L’arrivée soudaine de l’épidémie du coronavirus a bien permis de braquer les projecteurs sur un atout encore plus significatif. En effet, et comme le dit un vieux proverbe français « À quelque chose, malheur est bon » ; des gisements d’innovation et du génie ont fleuri en grand nombre et de toutes parts en Tunisie depuis le début de la crise et ont révélé des jeunes tunisiens de niveau exceptionnel : des scientifiques de grande valeur, des médecins et un personnel de santé de haut calibre, des ingénieurs de haut vol ou encore des startupeurs créatifs et talentueux.

Des initiatives et performance ont été mises en œuvre depuis le début de l’épidémie en utilisant sur différents fronts l’intelligence artificielle, la robotique, le big data, ou encore, l’impression 3D et les objets connectés ; et ce n’est pas nouveau pour un pays qui forme chaque année des milliers d’ingénieurs aux qualification reconnues internationalement dans les filières techniques à fort contenu de savoir, des sciences de l’informatique et des multimédia (2ème rang mondial selon The Global Innovation Index, 2018).

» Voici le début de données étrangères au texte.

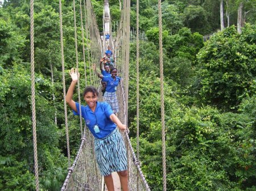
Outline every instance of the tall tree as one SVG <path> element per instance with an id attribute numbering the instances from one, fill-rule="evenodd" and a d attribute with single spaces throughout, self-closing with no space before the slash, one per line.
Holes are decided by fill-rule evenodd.
<path id="1" fill-rule="evenodd" d="M 224 29 L 224 19 L 223 16 L 223 0 L 220 1 L 220 22 L 221 31 Z"/>
<path id="2" fill-rule="evenodd" d="M 229 10 L 229 1 L 226 1 L 226 16 L 227 19 L 227 27 L 229 27 L 229 23 L 230 23 L 230 19 L 229 19 L 229 15 L 230 15 L 230 12 Z"/>
<path id="3" fill-rule="evenodd" d="M 237 10 L 237 32 L 240 34 L 242 33 L 243 7 L 243 2 L 242 1 L 239 3 L 238 9 Z"/>

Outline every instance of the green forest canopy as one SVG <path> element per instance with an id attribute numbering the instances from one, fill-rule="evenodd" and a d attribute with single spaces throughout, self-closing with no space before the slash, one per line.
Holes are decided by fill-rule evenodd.
<path id="1" fill-rule="evenodd" d="M 244 24 L 238 34 L 237 11 L 241 2 Z M 65 67 L 69 69 L 75 62 L 72 3 L 63 3 Z M 101 28 L 103 1 L 92 3 Z M 161 190 L 157 1 L 139 3 L 139 28 L 148 39 L 140 43 L 140 160 L 151 190 Z M 136 26 L 135 3 L 131 2 L 131 28 Z M 110 0 L 110 5 L 112 22 L 116 23 L 121 14 L 119 1 Z M 162 2 L 168 190 L 256 190 L 255 1 L 225 0 L 224 6 L 224 24 L 227 27 L 229 15 L 230 27 L 204 43 L 203 35 L 220 28 L 218 1 Z M 1 190 L 35 190 L 29 7 L 28 0 L 10 0 L 0 8 Z M 40 188 L 59 190 L 68 165 L 59 1 L 35 1 L 35 12 Z M 79 18 L 77 15 L 78 26 Z M 81 35 L 78 36 L 81 42 Z M 79 44 L 80 61 L 81 46 Z M 131 137 L 136 132 L 135 58 L 135 45 L 131 43 L 129 123 Z M 79 120 L 69 112 L 73 158 L 80 133 Z"/>

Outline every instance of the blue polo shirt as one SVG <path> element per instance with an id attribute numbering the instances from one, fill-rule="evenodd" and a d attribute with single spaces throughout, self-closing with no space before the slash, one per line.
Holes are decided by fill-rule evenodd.
<path id="1" fill-rule="evenodd" d="M 79 104 L 77 102 L 76 107 L 77 112 L 73 110 L 73 113 L 75 115 L 79 116 Z M 81 111 L 87 127 L 96 138 L 101 139 L 108 136 L 117 128 L 117 125 L 109 118 L 113 112 L 110 105 L 106 102 L 97 101 L 95 112 L 88 105 L 81 105 Z M 97 133 L 93 129 L 95 125 L 98 125 L 100 129 L 100 132 Z"/>
<path id="2" fill-rule="evenodd" d="M 102 82 L 106 82 L 106 91 L 108 92 L 114 92 L 117 91 L 117 87 L 120 82 L 121 78 L 115 77 L 115 80 L 111 77 L 103 76 Z"/>
<path id="3" fill-rule="evenodd" d="M 108 73 L 106 70 L 101 71 L 101 74 L 102 74 L 104 76 L 111 77 L 110 72 Z"/>
<path id="4" fill-rule="evenodd" d="M 105 52 L 105 53 L 106 54 L 106 55 L 108 55 L 108 54 L 110 54 L 110 55 L 112 56 L 112 54 L 113 54 L 112 50 L 106 50 Z"/>

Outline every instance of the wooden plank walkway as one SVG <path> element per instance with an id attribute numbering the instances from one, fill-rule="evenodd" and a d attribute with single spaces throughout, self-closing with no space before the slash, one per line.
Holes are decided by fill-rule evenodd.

Si l’on zoome sur les principales initiatives notamment dans les recherches médicales et scientifiques, l’on ne peut s’empêcher de relater le succès scientifique réalisé par un laboratoire de microbiologie qui a réussi à définir les spécificités génétiques du coronavirus en Tunisie ; une avancée de taille dans la lutte contre la pandémie et une victoire pour le monde de la recherche en Tunisie. 

Également, et avec les moyens du bord, des ingénieurs tunisiens ont fait preuve d’inventivité et de réactivité dans des temps record à travers la conception des masques, respirateur et visières de protection construits à l’aide d’une imprimante 3D, destinés principalement au personnel soignant. D’autres se sont attelés à développer, avec le plus grand pragmatisme et dans une volonté d’opérationnalité immédiate, une plateforme- faisant toujours usage de l’intelligence artificielle- pour un diagnostic instantané du coronavirus à partir de radiographies des poumons, et de là un dépistage rapide de la maladie Covid-19. 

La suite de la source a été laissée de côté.